What is the Gut flora?

There are around 100 trillion bacteria inside the intestine. An amount that makes up about 4 to 6 pounds of your body weight.

This microbiota lives in symbiosis with the digestive system. It receives shelter and nutrients, and in return it helps in the digestion of foods and in the regulation of the organism. Until a few years ago, most believed that this was all the intestinal flora was good for.

However, recent discoveries suggest that these bacteria function almost like a “third brain.” They produce substances that actively take part in communication between the brain and the gut. 

They can even influence emotions, feelings and behaviors. In addition to this, they also have a say in our predisposition to illness.

The intestines main function is controlling the process of digestion and excretion. But it is also responsible for controlling our antibodies. This means they are deciding which bacteria are allowed to live inside us and which are not.
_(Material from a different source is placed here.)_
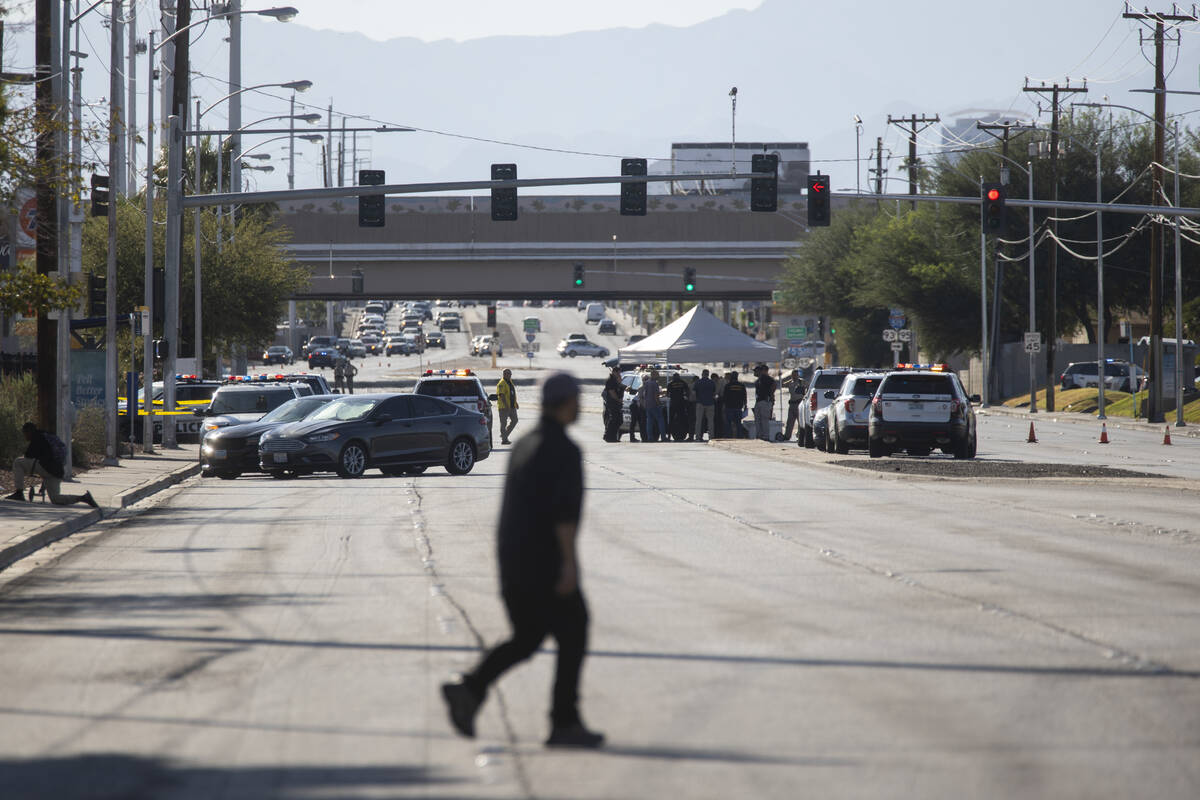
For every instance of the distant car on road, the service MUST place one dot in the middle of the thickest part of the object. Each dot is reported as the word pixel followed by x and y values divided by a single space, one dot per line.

Mental health is related to intestinal health

The connection between the gut and mental health is so powerful that probiotics may replace antidepressant medications in the future. Share on X

According to an article published in the June 2013 issue of  Biological Psychiatry, even serious and chronic mental health problems – including posttraumatic stress disorder – could be solved with certain probiotics.

Two strains, Lactobacillus helveticus and Bifdobacterium longum, have a calming influence. Part of their effect is by regulating the stress hormones

Dr. Emeran Mayer, professor of medicine and psychiatry at the University of California, compared the physical structure of the brains of thousands of volunteers. Using MRI, he was looking for connections between the brain structure and the types of bacteria found in their intestines.

He has found differences in the way certain brain regions are connected, depending on the dominant bacterial species. 

As reported on the NPR radio network website: 

This suggests that the specific mixing of bacteria in the gut can help determine what kind of brain we have, how our brain circuits develop and are connected .”


How to restore intestinal flora

Take care of your intestinal flora by adopting healthy habits and maintaining a natural and balanced diet. 

Some foods are very rich in nutrients that help keep the digestive system working at full steam. These nutrients are usually found in fermented foods, vegetables and fiber-rich fruits. 

More serious cases of digestive problems do require medical follow-up. Even if you eat your share of yogurts and probiotics.

Here’s how to choose foods that help keep the intestinal flora healthy.

Yogurts with probiotics – These nutrients stimulate the multiplication of bacteria and improve the absorption of nutrients in general. 

They are especially good for people who suffer from gastrointestinal discomfort. Like those who have diarrhea or constipation, and for those who have a deficient microbiota.

Fibers – A diet low in fiber deregulates the intestine. It can cause you to lose parts of the intestinal bacteria. When the gut flora loses its variety of these microorganisms, the absorption of nutrients is also impaired. 

Foods such as beans, soybeans, dark leafy vegetables, fruits, whole grains and oats help ensure the necessary quota of fiber.

Whole Grains – These are high in fiber and contain carbohydrates that are absorbed once they reach the large intestine. This aids the growth of the bacteria that are found in that part of the organ. 

Regular consumption of foods such as brown rice, oats, chia, flaxseed and granola helps the bowel to function better. If you eat a lot of cereal, replace the refined grains with integrals.

Vegetables – Vegetarian diets, because of their high fiber content, are extremely beneficial for the balance and health of the intestinal flora. Share on X

Polyphenols – Dark chocolate, grapes, almonds, onions and broccoli contain polyphenols.

The cells of the digestive system cannot absorb polyphenols efficiently. The gut bacteria is responsible for transforming them into their metabolites, which helps the body make use of them.

This process also helps the good gut bacteria flourish and subdues the bacteria that could potentially bring disease.

So, to stay healthy – you need to take care of your gut.

A healthy gut = a healthy and happy you.